The Upclose Farm had belonged for generations to the Leighs; and yet its possession hardly raised them above the rank of labourers. There was the house and out-buildings, all of an old-fashioned kind, and about seven acres of barren unproductive land, which they had never possessed capital enough to improve; indeed, they could hardly rely upon it for subsistence; and it had been customary to bring up the sons to some trade, such as a wheelwright’s or blacksmith’s.
James Leigh had left a will in the possession of the old man who accompanied them home. He read it aloud. James had bequeathed the farm to his faithful wife, Anne Leigh, for her lifetime, and afterwards to his son William. The hundred and odd pounds in the savings bank was to accumulate for Thomas.

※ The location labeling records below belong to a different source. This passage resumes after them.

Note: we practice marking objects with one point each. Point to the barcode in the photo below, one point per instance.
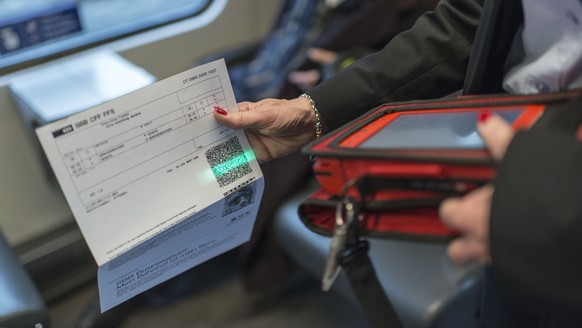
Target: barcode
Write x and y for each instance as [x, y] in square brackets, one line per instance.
[228, 161]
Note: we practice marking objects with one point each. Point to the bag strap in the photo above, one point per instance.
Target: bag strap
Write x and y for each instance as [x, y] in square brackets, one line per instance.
[356, 263]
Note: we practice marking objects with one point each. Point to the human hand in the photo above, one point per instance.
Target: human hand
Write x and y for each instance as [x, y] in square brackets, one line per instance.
[274, 127]
[469, 215]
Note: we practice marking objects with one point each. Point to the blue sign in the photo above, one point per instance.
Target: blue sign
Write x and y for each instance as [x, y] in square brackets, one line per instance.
[17, 33]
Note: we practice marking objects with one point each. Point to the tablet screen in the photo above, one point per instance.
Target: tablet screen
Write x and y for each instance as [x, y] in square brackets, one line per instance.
[445, 130]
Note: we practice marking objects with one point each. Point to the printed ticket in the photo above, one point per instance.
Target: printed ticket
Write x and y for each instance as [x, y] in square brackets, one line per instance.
[156, 185]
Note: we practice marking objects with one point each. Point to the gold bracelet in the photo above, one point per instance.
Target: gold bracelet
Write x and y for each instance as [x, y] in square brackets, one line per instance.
[318, 124]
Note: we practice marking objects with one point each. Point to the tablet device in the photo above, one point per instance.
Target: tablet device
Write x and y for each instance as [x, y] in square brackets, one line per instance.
[414, 142]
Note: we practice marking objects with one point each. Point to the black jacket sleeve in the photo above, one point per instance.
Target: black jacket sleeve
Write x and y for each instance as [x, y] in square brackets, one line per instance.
[427, 61]
[536, 217]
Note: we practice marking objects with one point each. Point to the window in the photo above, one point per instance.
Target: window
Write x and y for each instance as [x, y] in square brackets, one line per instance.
[33, 29]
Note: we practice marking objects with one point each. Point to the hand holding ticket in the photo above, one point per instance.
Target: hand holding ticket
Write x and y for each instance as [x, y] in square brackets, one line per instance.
[156, 185]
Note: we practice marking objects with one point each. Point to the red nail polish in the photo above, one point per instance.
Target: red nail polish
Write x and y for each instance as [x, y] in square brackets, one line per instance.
[484, 116]
[220, 110]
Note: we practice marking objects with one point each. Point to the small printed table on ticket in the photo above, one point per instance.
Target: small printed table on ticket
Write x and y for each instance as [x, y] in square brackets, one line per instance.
[156, 185]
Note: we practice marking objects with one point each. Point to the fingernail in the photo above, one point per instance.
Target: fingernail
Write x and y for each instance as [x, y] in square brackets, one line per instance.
[484, 116]
[220, 110]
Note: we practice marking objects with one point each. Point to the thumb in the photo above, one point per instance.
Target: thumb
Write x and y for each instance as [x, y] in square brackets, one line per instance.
[496, 133]
[243, 119]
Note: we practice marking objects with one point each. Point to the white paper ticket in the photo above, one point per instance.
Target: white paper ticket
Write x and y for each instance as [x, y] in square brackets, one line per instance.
[156, 185]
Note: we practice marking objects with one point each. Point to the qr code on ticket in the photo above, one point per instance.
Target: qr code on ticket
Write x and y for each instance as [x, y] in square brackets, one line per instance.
[228, 161]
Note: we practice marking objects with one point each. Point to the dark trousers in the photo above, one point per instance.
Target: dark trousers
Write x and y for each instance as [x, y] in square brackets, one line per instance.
[502, 308]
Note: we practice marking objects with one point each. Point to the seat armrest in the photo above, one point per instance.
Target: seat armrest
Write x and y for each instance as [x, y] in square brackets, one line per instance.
[20, 302]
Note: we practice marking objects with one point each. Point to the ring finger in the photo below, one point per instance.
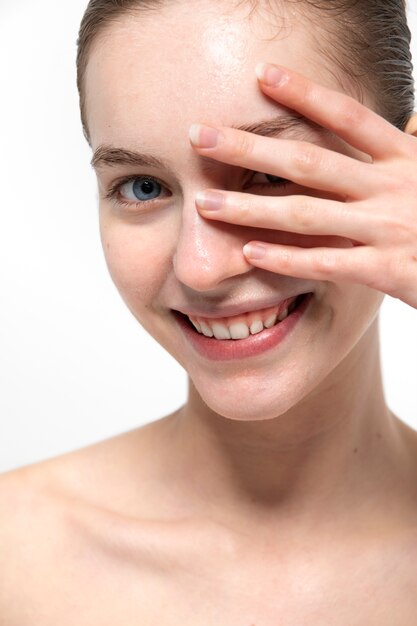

After the reading was ended, Anne Leigh sat silent for a time and then she asked to speak to Samuel Orme alone. The sons went into the back kitchen, and thence strolled out into the fields regardless of the driving snow. The brothers were dearly fond of each other, although they were very different in character. Will, the elder, was like his father, stern, reserved, and scrupulously upright. Tom (who was ten years younger) was gentle and delicate as a girl, both in appearance and character. He had always clung to his mother and dreaded his father. They did not speak as they walked, for they were only in the habit of talking about facts, and hardly knew the more sophisticated language applied to the description of feelings.
Meanwhile their mother had taken hold of Samuel Orme’s arm with her trembling hand.